I bit my lip, wanting to try to argue with him, but the look he held seemed...almost at peace. I didn't want to ruin it. Whatever he said in French, it must have meant a lot to him, and maybe it took some weight off of his chest. Either way, I finally nodded, pulling away from him. I immediately missed his warmth.
"I shall see you again soon, Little Red. Now go, before I change my mind and keep you here against your will."
There was a slight snark in his voice, which surprised me, so I replied, "Oh yeah?" My reply was pretty weak, and he could tell, I think. My heart wasn't in it, because...because it wasn't, I guess.
He smirked; it was sour and playful, but it was there and it was surprising.
"You would like me to do so...but alas, I was not expecting further company. Come another night and I might...arrange things for you."
There was a cocky sureness in his stance, but his eyes said otherwise. Impish as he was acting, it all seemed to be some sort of act. I realize it now, but right then, I was just embarrassed.
"I...I'll see you in class on Monday, Edd," I said warily, and was glad to see the name dropped his guard a little, the snarky look he held dropping in place of a truer expression.
"Of course."
I walked to the door, slowly turning the knob.

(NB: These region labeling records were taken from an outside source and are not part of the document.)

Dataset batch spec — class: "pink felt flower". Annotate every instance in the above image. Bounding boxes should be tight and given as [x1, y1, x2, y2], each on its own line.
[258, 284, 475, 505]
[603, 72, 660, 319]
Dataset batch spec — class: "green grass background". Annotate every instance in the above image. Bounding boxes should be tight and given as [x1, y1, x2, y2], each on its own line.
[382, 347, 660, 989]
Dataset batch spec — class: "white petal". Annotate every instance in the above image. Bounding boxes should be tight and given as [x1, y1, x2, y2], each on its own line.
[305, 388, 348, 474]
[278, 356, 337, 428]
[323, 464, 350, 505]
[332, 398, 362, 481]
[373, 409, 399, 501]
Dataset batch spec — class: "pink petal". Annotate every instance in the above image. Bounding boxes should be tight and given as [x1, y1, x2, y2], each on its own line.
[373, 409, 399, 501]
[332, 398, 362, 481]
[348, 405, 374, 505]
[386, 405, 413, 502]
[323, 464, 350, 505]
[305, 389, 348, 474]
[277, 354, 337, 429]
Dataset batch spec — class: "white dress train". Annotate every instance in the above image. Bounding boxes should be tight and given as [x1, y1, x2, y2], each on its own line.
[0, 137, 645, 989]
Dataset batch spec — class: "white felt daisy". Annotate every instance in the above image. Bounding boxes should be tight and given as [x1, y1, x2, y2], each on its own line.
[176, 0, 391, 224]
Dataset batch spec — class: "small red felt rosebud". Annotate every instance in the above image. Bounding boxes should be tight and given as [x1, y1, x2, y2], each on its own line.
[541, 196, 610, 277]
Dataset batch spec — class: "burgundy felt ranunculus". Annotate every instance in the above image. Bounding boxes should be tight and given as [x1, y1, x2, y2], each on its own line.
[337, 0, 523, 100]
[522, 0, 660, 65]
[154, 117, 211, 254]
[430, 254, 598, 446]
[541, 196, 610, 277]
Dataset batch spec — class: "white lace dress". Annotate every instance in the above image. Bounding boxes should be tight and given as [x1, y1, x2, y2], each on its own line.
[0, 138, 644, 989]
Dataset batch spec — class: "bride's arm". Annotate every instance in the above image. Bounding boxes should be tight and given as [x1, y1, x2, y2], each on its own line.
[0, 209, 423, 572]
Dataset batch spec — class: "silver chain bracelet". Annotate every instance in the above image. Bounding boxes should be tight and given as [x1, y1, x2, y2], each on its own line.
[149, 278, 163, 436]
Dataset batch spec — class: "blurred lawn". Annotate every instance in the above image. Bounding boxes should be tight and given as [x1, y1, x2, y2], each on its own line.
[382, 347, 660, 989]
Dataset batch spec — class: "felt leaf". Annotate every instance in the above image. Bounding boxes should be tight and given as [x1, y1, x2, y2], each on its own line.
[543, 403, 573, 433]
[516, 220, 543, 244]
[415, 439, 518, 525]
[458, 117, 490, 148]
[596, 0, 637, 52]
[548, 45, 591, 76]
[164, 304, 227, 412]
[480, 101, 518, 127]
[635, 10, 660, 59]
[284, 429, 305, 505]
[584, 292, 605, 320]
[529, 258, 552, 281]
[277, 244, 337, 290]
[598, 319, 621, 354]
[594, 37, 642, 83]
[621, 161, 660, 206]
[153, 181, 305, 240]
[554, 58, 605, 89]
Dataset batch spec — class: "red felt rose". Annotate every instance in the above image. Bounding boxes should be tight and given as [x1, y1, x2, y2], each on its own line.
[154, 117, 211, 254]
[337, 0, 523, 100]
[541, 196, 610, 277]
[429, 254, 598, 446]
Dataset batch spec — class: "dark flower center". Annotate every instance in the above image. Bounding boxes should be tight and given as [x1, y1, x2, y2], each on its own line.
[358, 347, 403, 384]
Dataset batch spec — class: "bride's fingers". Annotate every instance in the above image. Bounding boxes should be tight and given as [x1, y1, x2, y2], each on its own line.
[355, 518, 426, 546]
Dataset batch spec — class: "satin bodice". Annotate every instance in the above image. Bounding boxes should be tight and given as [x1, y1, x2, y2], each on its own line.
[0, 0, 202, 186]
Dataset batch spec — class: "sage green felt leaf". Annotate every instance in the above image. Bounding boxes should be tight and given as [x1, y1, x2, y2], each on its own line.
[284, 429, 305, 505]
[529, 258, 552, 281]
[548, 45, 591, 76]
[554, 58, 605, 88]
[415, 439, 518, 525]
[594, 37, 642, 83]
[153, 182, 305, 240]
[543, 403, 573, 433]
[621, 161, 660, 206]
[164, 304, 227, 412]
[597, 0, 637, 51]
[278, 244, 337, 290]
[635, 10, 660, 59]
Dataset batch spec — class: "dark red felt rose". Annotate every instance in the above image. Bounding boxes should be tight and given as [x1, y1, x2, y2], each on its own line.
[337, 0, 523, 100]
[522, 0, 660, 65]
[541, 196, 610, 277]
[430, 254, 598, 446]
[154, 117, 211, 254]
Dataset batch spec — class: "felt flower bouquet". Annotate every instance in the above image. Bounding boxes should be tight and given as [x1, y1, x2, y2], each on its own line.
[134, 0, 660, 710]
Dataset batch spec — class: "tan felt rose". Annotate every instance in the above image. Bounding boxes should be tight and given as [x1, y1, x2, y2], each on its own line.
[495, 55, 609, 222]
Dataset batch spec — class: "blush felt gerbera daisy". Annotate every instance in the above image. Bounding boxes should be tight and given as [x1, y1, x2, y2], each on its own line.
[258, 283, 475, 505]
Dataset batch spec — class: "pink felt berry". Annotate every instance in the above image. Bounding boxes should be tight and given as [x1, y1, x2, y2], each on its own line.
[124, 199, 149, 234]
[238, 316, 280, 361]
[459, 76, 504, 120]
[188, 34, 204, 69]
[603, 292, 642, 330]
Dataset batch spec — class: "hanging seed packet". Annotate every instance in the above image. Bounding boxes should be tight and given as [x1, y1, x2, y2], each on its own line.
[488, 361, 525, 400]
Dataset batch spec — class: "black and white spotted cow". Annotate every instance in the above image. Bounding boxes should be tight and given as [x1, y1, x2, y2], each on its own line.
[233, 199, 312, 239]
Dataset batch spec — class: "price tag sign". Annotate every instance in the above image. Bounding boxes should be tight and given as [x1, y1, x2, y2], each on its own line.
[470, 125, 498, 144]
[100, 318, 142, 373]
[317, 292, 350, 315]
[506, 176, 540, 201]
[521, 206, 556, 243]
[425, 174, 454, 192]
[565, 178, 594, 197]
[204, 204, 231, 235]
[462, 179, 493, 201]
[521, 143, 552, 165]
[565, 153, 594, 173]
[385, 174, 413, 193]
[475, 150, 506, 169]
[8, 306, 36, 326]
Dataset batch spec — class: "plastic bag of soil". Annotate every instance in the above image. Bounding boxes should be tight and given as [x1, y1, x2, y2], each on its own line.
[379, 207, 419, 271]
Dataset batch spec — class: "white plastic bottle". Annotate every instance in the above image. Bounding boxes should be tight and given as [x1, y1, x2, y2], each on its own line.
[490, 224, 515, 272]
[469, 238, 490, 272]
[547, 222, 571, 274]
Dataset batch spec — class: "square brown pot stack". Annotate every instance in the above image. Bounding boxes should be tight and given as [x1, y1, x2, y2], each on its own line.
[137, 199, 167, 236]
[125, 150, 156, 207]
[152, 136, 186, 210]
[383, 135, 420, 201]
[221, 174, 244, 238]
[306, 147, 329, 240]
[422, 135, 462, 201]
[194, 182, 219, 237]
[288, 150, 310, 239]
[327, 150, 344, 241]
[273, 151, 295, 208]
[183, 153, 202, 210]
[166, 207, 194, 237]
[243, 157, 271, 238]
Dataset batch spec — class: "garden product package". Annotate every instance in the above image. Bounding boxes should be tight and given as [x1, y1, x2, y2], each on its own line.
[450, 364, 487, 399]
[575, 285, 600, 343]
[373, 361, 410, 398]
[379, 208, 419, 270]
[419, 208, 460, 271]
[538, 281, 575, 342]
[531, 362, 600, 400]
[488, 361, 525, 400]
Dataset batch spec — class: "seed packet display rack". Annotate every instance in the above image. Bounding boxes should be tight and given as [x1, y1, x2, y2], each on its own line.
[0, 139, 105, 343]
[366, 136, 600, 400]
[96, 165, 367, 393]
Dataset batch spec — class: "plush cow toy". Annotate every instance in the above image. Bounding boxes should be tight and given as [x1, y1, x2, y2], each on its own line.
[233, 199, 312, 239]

"Bonne soirée, Little Red."
I smiled.
"Later, Loup."
Saudade, a word without a match in the English language. A deep yearning, sadness, and longing for someone dearly cared for. A soft sadness. A velvet, sombre sheet over the heart.
A word that Kevin didn't know, but described what he felt perfectly. Hope you enjoyed. Sorry there wasn't as much about Eddward's Mother, but it was yet another obstacle that kept giving me a block, so I found my way past it.